Un an après, The People Next Door, son premier film américain, s’affirme comme en continuité avec I Start Counting, dominé par ce même regard attentionné et subtil, comme s’il métamorphosait son héroïne quelques années plus tard dans la peau d’une jeune américaine en pleine période hippie. The People next door, écrit par J.P. Miller (le scénariste du Jour du vin et des roses de Blake Edwards), répercute des thématiques similaires, telles le fossé se creusant entre les générations, la découverte de la sexualité, la mise en danger de l’adolescence en quête d’affranchissement, mais ici vers une situation instantanément plus grave mettant en péril d’emblée la santé mentale de l’héroïne. On y suit en effet la manière dont la dérive de Maxie, 16 ans, incarnée par Deborah Winters (la future héroïne de Blue Sunshine de Jeff Lieberman, ici avec des cheveux), fait exploser la cellule familiale, son équilibre et ses certitudes.

Ne parvenant plus à instaurer la communication, ne reconnaissant pas leur enfant, les parents se demandent abasourdis, entre colère et culpabilisation, à quel moment quelque chose leur a échappé, aveugles à sa transformation.
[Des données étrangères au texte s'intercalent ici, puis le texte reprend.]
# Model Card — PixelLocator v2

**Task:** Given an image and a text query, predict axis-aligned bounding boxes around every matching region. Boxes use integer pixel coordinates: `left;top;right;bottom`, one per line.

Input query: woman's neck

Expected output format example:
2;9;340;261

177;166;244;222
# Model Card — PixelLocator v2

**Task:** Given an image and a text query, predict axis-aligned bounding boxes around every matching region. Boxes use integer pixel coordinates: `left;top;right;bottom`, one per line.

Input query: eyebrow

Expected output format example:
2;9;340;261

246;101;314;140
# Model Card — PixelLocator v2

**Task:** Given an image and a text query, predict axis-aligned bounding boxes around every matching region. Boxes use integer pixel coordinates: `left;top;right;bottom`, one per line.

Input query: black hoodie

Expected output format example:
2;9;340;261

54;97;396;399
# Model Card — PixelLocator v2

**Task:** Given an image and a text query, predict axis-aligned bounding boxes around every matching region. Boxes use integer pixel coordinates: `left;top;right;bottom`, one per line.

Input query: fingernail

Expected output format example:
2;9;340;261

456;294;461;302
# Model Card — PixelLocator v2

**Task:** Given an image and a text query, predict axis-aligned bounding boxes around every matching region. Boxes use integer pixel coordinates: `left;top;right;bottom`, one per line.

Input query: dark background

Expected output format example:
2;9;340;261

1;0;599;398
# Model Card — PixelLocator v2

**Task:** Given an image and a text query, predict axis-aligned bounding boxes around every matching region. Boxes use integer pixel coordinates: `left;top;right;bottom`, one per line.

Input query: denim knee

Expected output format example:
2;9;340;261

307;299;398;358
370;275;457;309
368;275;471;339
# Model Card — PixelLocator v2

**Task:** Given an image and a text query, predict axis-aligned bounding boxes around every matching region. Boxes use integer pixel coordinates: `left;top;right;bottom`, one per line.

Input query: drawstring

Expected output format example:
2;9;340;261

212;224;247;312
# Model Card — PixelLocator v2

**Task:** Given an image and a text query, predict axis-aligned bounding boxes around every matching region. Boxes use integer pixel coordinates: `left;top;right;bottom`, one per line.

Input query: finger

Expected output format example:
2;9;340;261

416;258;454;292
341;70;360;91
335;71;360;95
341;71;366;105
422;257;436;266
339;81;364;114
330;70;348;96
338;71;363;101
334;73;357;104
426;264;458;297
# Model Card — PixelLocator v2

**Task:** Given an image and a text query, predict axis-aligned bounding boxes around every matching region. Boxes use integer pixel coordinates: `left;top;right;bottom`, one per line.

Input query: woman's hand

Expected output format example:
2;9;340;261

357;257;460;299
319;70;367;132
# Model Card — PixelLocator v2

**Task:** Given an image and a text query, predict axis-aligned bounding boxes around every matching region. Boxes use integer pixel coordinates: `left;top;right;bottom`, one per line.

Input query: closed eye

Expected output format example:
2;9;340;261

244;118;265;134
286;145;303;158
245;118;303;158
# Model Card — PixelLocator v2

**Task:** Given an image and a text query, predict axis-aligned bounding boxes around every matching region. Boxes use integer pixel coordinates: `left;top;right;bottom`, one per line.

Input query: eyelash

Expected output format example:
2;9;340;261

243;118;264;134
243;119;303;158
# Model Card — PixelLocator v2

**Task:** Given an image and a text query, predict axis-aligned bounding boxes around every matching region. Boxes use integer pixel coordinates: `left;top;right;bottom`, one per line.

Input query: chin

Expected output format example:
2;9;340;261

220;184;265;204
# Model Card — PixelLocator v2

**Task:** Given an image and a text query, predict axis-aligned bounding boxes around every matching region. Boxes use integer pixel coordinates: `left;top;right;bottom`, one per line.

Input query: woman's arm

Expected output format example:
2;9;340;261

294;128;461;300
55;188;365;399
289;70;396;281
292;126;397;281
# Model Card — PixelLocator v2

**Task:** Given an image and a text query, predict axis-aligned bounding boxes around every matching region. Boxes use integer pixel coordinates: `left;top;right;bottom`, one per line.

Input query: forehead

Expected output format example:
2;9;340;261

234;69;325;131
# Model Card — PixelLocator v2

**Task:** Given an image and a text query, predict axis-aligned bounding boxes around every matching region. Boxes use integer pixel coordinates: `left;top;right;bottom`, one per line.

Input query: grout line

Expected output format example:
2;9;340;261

L’œuf qu’ils ont couvé a éclos de manière inattendue : Maxie, leur petite fille adorée ne se contente pas de se renfermer lorsqu’elle ne les insulte pas, elle a une vie sexuelle et prend du LSD ! La première décision paniquée et maladroite sera d’accuser le grand frère – celui qui brandit son indépendance et sa marginalité – d’avoir entrainé sa sœur, et de l’expulser du cocon, alors qu’il constitue le seul lien possible entre les générations. Artie (le tout jeune Stephen McHattie loin de ses futurs rôles inquiétants) incarne la pondération. Chanteur dans un groupe de rock, tenue hippie de circonstances, il est nourri aux ferveurs du Flower Power, sans jamais être dupe des excès et des risques encourus. L’écueil de telles œuvres élaborées en direct sans distance possible est de plonger dans la démonstration réactionnaire, délivrant un message stéréotypé évoquant la chute de la jeunesse et les dangers des paradis artificiels dans lequel la peur nourrit le fantasme.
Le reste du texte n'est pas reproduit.